PRESENTACIÓN Y PRÓLOGO
Presentación de Miguel Ángel Clavijo
Director General de Patrimonio del Gobierno de Canarias
Los topónimos configuran los renglones de una crónica, donde ha quedado plasmado el acontecer secular de unas gentes en un territorio. Los topónimos no los explican el azar o la arbitrariedad. No es lo propio. Nacen de la realidad tangible; son nombres cargados de significados y contenidos. En la mayoría de los casos un halo de misterio envuelve su naturaleza, entroncándolos con un pasado lejano y generalmente remoto. Son a veces fósiles, a menudo restos arqueológicos, en no pocos casos enigmas vivientes y siempre piezas valiosas en el intrincado puzle de la historia canaria.

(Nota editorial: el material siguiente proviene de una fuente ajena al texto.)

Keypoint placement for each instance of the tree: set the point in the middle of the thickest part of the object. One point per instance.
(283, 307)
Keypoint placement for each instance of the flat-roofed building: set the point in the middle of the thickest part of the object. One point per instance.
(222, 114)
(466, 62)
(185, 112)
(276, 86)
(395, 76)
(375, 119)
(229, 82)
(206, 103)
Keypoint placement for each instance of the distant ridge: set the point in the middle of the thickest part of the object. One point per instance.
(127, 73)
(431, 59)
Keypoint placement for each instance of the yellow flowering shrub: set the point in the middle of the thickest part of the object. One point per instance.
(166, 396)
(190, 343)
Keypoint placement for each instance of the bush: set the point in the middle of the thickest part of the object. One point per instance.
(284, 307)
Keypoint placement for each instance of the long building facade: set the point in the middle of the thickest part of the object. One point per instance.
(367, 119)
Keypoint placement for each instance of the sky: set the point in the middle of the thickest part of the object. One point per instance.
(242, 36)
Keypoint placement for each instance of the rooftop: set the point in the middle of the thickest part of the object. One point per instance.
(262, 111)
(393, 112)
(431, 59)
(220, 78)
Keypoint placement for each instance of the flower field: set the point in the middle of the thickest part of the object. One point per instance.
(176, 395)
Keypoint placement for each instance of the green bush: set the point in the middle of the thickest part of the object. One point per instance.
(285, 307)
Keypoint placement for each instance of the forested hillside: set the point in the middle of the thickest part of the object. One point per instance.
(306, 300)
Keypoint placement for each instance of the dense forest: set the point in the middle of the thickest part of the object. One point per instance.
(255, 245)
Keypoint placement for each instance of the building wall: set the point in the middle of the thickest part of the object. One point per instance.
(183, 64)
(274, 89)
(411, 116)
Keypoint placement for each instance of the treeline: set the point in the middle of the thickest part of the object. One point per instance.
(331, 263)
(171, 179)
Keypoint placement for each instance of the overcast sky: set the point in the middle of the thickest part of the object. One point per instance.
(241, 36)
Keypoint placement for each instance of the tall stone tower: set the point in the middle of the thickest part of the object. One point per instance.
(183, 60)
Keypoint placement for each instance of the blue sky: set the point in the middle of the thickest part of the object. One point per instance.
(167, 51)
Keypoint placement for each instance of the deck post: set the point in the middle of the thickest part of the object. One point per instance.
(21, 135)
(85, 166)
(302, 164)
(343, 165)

Las palabras ayudan a entender el pasado, en especial los nombres de los lugares; de tal manera la toponimia y la historia mantienen desde siempre un diálogo constructivo. No es posible dar la espalda a tales nombres, pues reflejan las ocupaciones, usos y aconteceres en una región determinada, donde perviven y evolucionan sometidos a toda clase de fuerzas e influencias. Aquí radica, seguramente, la razón de su indudable atractivo e innegable misterio.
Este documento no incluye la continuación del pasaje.